Le sommet des derniers espoirs

New Delhi et Islamabad vont tenter de renouer le dialogue lors du sommet des pays de l’Asie du Sud à Katmandou. Dans le même temps, mouvements de troupes et accusations mutuelles s’intensifient. Dans la nuit de jeudi à vendredi, leurs soldats ont échangé des tirs de mortier et d’armes automatiques le long de leur frontière au Cachemire. D’autre part, l’Inde a réceptionné vendredi un premier lot sur les 310 chars russes T-90, dotés de missiles capables de détruire les engins blindés de l’ennemi. Des chars que New Delhi pourra bientôt fabriquer sur place.
Au cours des dernières semaines, les deux pays ont mobilisé plusieurs dizaines de milliers d’hommes sur leur frontière, et ce à la suite de l’attentat du 13 décembre sur le Parlement indien de New Delhi. Une attaque qui avait fait quatorze morts, dont les cinq assaillants et derrière laquelle l’Inde voit la main des services secrets pakistanais. A ce titre, le Premier ministre indien, Atal Behari Vajpayee, a exigé l’arrestation et l’extradition vers l’Inde des responsables des attentats, tout en renforçant ses troupes militaires à la frontière du Cachemire.
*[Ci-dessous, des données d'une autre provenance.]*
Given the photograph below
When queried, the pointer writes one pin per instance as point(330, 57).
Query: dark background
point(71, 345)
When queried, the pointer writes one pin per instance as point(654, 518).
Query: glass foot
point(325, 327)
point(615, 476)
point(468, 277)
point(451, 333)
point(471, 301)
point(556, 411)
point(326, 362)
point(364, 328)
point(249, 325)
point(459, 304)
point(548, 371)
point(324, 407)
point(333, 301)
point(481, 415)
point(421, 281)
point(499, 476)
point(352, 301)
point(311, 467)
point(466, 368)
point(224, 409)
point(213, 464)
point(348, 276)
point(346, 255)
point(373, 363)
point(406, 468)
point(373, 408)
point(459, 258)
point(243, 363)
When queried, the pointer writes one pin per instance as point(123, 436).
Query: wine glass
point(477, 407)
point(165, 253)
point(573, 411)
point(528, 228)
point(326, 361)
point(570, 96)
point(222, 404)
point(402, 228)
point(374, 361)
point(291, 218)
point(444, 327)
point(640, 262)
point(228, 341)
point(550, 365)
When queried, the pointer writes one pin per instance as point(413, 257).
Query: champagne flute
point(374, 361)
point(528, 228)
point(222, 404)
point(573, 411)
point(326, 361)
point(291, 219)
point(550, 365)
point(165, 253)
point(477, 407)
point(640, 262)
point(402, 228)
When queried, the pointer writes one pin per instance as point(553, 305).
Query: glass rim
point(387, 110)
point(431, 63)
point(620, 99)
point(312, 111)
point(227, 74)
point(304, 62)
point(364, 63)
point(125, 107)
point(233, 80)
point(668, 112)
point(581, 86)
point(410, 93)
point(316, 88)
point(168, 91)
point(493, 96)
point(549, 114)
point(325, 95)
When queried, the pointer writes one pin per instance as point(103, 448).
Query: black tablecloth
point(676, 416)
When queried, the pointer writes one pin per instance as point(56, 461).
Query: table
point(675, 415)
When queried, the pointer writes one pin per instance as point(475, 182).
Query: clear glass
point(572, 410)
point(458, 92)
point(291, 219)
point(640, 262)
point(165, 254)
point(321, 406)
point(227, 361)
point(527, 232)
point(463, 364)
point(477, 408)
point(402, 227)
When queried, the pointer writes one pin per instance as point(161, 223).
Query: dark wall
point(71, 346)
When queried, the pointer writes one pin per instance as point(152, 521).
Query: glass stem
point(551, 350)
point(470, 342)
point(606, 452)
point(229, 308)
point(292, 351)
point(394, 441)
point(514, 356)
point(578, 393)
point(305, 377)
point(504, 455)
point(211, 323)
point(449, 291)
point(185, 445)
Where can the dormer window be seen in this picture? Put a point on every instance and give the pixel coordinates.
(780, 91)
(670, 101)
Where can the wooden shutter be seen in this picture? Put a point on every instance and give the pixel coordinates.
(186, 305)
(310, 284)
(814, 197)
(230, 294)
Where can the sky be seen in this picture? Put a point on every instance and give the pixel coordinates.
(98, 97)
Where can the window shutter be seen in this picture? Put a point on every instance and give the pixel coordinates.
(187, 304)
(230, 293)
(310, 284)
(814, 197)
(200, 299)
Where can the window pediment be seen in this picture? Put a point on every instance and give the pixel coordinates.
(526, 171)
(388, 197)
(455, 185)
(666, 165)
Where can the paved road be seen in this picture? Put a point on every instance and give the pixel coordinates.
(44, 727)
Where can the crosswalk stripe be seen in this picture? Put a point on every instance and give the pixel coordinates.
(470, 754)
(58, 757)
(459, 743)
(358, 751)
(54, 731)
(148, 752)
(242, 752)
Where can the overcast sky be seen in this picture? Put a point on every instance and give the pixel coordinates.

Et malgré les gestes de bonne volonté d’Islamabad, l’Inde préfère minimiser les gestes de bonne volonté pakistanais. Les espoirs qui reposent sur la rencontre de Katmandou, regroupant sept nations du sous-continent asiatique, risquent de s’avérer vains. L’Inde ayant fait savoir qu’elle n’entendait pas aborder des questions bilatérales lors du sommet de la SAARC (Association de l’Asie du Sud pour la Coopération Régionale), qui se réunit régulièrement afin d’améliorer la coopération régionale. Un sommet dont les deux poids lourds sont Islamabad et New Delhi. Prévue vendredi, l’ouverture de ce sommet a été reportée à samedi, en raison de l’empêchement du président pakistanais Pervez Musharraf à effectuer le voyage, en raison du mauvais temps qui sévit en Chine. Cette rencontre s’annonce dès lors comme une occasion de rapprocher les positions indiennes et pakistanaises. Une situation qui préoccupe la communauté internationale, et notamment les Etats-Unis, qui veulent maintenir la stabilité régionale. L’arrivée prévue dans la région du Premier ministre britannique Tony Blair, qui se rend à Islamabad et à New Delhi, doit parachever l’offensive diplomatique internationale.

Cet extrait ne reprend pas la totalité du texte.